Lower Birth Weights Linked To Wildfire Smoke

A new study finds pregnant women exposed to smoke during Southern California’s 2003 wildfires had newborns with slightly lower birth weights than normal.

— A new study finds pregnant women exposed to smoke during Southern California’s 2003 wildfires had newborns with slightly lower birth weights than normal.
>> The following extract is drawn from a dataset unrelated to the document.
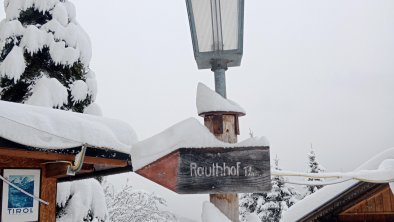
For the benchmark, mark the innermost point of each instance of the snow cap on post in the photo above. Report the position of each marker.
(208, 101)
Rachel Morello-Frosch, Ph.D., studied more than 138,000 birth records of newborns whose mothers were 3-9 months pregnant and exposed to smoke in Southern California’s 2003 wildfires.

Her report found newborns exposed to wildfire smoke in the womb were about 10 grams or .35 ounces lighter than non-exposed babies at birth.

By comparison, pregnant women who smoke cigarettes typically give birth to babies who weigh at least 150 grams or about 5 ounces less than expected.

Doctor John Missanelli, a veteran OBGYN at Sharp Grossmont Hospital said the 10 gram weight difference is not statistically significant.

“I’m much more worried about women who are smoking themselves when they’re pregnant, cigarette smoking has a really profound affect on the growth and size of the baby,” said Missanelli.

Still, he cautioned “second hand smoke, even from wildfires could make other health issues, like asthma worse in a pregnant woman.”

Low birth weight is linked to failure to thrive, chronic health problems, and an increased risk of infant death by age one.